High Mobility Group Proteins in Tissue Regeneration

Abstract

Cartilage damage and treatment thereof are major issues for patients of all ages as well as companion animals such as the dog. The tissue engineering based autologous chondrocyte transplantation (ACT) employs in vitro amplification of explanted chondrocytes for subsequent transplantation into the damaged area to grow new cartilage. Enhancements include factors improving cell growth as well as scaffolds providing the cells with growth conditions mimicking their natural localisation in the extracellular cartilage matrix. This thesis focuses on chondrocyte proliferation induced by the embryonic high mobility group AT-hook (HMGA) proteins and derivatives thereof. Further work aims at evaluating beta-tricalcium phosphate (B-TCP) scaffolds for the prospective use in canine cartilage repair, as well as at comparative genetics of selected canine high mobility group (HMG) genes.

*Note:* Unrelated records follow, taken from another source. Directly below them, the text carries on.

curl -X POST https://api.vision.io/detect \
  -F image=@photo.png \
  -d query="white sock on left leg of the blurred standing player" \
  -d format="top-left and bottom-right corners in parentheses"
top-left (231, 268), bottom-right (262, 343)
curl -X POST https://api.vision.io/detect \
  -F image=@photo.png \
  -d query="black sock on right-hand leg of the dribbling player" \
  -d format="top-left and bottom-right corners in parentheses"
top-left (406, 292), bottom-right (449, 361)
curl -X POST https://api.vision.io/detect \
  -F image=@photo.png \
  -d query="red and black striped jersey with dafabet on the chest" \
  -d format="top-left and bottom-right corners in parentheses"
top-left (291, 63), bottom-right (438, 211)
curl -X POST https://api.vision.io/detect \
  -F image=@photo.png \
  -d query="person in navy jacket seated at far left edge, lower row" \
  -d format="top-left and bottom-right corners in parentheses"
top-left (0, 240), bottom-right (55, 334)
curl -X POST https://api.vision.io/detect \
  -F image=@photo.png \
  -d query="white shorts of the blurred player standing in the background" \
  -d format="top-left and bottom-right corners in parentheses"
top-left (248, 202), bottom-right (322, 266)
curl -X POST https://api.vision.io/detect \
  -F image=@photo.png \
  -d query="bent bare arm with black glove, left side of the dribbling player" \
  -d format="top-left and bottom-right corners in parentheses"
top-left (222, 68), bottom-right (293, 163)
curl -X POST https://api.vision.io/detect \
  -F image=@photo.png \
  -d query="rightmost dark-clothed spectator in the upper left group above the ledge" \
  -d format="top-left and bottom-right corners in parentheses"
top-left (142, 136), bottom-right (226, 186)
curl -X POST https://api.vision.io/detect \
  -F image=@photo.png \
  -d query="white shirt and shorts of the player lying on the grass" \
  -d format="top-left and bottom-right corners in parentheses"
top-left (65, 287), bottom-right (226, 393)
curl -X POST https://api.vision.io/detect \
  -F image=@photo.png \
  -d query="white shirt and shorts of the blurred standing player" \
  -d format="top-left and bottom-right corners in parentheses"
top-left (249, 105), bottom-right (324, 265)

The results have shown significantly increased chondrocyte proliferation by application of recombinant HMGA proteins or a synthetically produced fragment of HMGA2, respectively. Furthermore, B-TCP scaffolds have been proven biocompatible for seeding with highly vital isolated canine chondrocytes that interact with and integrate well into the macro- and microstructure of the constructs. Finally, analyses of canine HMG genes have revealed high similarity to their human orthologues. Concluding, the results of this thesis open up new possibilities of HMGA-assisted cartilage regeneration in tissue engineering, including chondrocyte-seeded scaffolds. The high similarity of human and canine HMG genes facilitates knowledge transfer of HMGA-based tissue engineering approaches between both species.